UK construction output declined in August as a drop in infrastructure, public work and maintenance offset a surge in homebuilding to its highest level for at least three years.
Construction, which accounts for 6.3% of the UK economy, slipped 0.1% from July, when it rose a revised 2.8%, the Office for National Statistics said.
New private house building increased 1.6% on the month and 18.1% from a year earlier, the biggest annual increase since June 2011.
Construction is being boosted by demand for homes after a government programme allowing purchases with minimal deposits got under way in April.
An index of building activity stayed close to its highest level since at least 2008 in September, according to Markit Economics.
The pickup may ease concerns that the "Help to Buy" programme is fueling a bubble in the property market as the pace of building struggles to keep up with demand.
In the second quarter, the latest period for which a regional breakdown is available, homebuilding was “overwhelmingly driven” by London, where new private housing orders more than tripled, according to the statistics office.
In the three months to August, construction increased 2.4% compared with the previous quarter, suggesting the industry contributed to gross domestic product growth in the third quarter.
Private homebuilding, which accounts for almost 16% of total construction in the UK, surged 8.4% in that period and was up 15.3% from a year earlier.

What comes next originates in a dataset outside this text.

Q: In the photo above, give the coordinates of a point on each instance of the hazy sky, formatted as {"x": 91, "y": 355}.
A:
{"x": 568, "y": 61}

In August, construction rose 4% compared with the same month in 2012, the biggest increase since December 2011. Today’s report also showed that on a non-seasonally adjusted basis, construction output rose 0.6% in August from July and was up 3.5% compared with a year earlier.
Construction grew 1.9% in the second quarter and added 0.1 percentage point to GDP. The UK economy expanded 0.7% in the period. The ONS is scheduled to publish its first estimate of third quarter GDP on October 25.